8 En des anderen daags, Paulus en wij, die met hem waren, gingen van daar en kwamen te Cesarea; en gegaan zijnde in het huis van Filippus, den evangelist (die een was van de zeven), bleven wij bij hem.
Erah saalih adi dokchap eno Kaiseria ni thokti. Erah ni Ewanjelist Philip nok ni jam kati, wasinat tung dowa heh Jerusalem ni tongte kristaan loong chosokte danje dowa.
9 Deze nu had vier dochters, nog maagden, die profeteerden.
Heh sah jaalah wabajiiji hasong maangkah ang rumta eno neng Rangte tiit baatte ang rumta.
10 En als wij daar vele dagen gebleven waren, kwam er een zeker profeet af van Judea, met name Agabus;
Agubas khowah Judaia nawa thok taha doh seng erah ni sa sinat tongti.
11 En hij kwam tot ons, en nam den gordel van Paulus, en zichzelven handen en voeten gebonden hebbende, zeide: Dit zegt de Heilige Geest: Den man, wiens deze gordel is, zullen de Joden alzo te Jeruzalem binden, en overleveren in de handen der heidenen.
Heh seng reeni wang haano, Pool romkhe ah suh eta, eno romkhe ah ih heh teewah lak alah ah kit ano jengta, “Esa Chiiala ih amah liiha: Roomkhe changte warah Jerusalem nah Jehudi loong ih emamah ih khak ano Ranglajatte loong suh korum ah.”
12 Als wij nu dit hoorden, baden beiden wij en die van die plaats waren, dat hij niet zou opgaan naar Jeruzalem.
Erah chaat eno, erah hah dowa phoh ano loong nep roongjeng taha, Jerusalem nah lakaat weetheng ngeh ih taat chuut hu ti.

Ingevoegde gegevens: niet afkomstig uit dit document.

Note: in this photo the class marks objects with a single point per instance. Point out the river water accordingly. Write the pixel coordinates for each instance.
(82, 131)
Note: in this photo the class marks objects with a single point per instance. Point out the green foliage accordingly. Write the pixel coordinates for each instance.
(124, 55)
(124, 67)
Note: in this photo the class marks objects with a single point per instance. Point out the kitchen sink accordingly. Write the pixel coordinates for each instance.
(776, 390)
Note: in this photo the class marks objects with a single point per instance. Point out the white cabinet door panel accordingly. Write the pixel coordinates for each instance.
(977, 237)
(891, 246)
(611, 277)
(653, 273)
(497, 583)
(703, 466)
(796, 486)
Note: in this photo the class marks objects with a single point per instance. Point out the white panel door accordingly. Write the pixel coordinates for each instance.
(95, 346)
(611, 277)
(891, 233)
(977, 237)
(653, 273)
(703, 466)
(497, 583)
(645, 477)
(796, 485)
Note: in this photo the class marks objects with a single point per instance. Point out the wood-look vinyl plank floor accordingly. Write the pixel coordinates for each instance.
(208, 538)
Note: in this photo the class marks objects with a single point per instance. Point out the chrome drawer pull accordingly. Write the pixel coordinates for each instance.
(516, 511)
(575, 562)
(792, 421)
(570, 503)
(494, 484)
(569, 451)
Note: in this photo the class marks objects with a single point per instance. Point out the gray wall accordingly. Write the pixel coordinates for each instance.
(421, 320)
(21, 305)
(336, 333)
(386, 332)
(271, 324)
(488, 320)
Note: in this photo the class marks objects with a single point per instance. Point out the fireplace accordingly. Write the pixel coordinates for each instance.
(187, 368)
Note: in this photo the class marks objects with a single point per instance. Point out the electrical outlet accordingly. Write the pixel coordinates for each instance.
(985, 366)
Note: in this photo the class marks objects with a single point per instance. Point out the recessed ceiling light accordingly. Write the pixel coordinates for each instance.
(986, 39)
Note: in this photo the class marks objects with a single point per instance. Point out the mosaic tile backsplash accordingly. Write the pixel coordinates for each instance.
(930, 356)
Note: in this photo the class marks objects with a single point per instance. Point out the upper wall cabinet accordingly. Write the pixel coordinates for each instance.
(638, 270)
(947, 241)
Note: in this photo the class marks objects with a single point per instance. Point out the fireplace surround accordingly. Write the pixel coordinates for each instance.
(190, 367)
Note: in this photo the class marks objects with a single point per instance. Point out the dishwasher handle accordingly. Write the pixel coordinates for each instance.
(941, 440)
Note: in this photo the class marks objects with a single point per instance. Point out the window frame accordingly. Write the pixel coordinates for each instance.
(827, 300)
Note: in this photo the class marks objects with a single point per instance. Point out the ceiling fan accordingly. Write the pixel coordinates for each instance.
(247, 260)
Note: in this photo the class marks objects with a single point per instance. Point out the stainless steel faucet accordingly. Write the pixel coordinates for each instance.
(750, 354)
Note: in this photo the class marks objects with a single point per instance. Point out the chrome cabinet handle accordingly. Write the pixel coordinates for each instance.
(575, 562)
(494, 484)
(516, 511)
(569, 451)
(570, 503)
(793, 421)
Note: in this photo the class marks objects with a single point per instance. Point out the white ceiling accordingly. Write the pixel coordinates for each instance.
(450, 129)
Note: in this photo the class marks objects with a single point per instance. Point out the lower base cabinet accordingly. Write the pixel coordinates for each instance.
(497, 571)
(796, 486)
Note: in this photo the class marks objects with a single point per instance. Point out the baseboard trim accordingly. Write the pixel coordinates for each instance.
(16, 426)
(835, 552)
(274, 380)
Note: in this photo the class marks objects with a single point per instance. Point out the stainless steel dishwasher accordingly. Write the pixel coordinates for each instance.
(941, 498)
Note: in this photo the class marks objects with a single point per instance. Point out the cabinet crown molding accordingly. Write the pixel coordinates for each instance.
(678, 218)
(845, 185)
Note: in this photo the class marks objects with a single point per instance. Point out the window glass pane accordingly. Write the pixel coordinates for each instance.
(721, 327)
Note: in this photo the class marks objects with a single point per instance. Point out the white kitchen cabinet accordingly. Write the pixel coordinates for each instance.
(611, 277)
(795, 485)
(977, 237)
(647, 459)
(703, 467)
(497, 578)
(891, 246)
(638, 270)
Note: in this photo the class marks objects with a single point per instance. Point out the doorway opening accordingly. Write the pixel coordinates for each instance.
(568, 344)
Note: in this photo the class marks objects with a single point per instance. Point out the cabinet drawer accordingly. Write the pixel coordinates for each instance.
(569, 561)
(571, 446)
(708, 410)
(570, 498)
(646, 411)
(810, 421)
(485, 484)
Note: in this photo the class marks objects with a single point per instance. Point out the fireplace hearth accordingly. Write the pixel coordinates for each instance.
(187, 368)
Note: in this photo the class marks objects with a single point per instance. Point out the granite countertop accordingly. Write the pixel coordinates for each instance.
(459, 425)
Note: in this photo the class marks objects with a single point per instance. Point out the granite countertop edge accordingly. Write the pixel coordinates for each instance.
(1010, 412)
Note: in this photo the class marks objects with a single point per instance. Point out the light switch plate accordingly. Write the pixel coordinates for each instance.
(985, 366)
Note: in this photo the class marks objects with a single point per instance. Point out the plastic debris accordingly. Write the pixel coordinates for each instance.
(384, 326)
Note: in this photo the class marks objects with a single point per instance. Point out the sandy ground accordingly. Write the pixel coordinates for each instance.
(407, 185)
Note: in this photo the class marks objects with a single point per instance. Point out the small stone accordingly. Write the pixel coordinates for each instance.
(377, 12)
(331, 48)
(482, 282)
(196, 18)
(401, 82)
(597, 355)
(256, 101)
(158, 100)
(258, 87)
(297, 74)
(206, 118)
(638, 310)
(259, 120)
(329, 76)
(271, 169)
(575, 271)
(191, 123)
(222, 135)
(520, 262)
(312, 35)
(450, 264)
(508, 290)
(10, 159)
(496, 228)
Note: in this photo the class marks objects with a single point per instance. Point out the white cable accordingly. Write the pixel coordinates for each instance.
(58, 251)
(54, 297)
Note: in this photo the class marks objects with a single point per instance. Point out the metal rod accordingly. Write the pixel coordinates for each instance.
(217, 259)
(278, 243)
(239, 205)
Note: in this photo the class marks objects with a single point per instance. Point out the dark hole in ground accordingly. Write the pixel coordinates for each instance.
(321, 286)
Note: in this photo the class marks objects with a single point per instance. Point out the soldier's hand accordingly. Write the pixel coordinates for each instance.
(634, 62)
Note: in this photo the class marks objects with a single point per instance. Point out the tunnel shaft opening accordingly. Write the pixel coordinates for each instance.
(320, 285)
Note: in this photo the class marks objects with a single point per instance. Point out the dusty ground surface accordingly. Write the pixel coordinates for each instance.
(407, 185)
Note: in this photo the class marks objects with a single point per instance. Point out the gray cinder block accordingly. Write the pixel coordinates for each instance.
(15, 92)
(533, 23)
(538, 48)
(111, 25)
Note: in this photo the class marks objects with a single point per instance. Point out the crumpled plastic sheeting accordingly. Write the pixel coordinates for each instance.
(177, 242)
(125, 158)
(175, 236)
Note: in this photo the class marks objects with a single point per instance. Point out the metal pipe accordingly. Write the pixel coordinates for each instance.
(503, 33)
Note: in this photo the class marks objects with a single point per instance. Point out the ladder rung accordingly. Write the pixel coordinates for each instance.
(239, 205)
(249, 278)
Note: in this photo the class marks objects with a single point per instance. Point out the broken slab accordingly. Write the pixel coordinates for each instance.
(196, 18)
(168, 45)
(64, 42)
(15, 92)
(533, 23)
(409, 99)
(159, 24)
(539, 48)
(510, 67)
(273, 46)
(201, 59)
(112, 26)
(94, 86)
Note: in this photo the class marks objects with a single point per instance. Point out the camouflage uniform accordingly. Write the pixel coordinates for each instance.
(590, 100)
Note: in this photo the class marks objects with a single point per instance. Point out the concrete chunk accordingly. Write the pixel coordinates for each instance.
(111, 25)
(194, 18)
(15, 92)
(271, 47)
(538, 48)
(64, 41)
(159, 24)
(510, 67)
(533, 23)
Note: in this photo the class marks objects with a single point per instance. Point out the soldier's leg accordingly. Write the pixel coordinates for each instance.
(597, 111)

13 Maar Paulus antwoordde: Wat doet gij, dat gij weent, en mijn hart week maakt? Want ik ben bereid niet alleen gebonden te worden, maar ook te sterven te Jeruzalem voor den Naam van den Heere Jezus.
Eno Pool ih ngaakli tahe, “Sen tiimte hu lan, nga tenthun tiim esuh saap thuk lan? Ngah Jerusalem nah emah ih kitsuh luulu takhookham kang, Teesu Jisu raangtaan ih etek esuh nep khookham hang.”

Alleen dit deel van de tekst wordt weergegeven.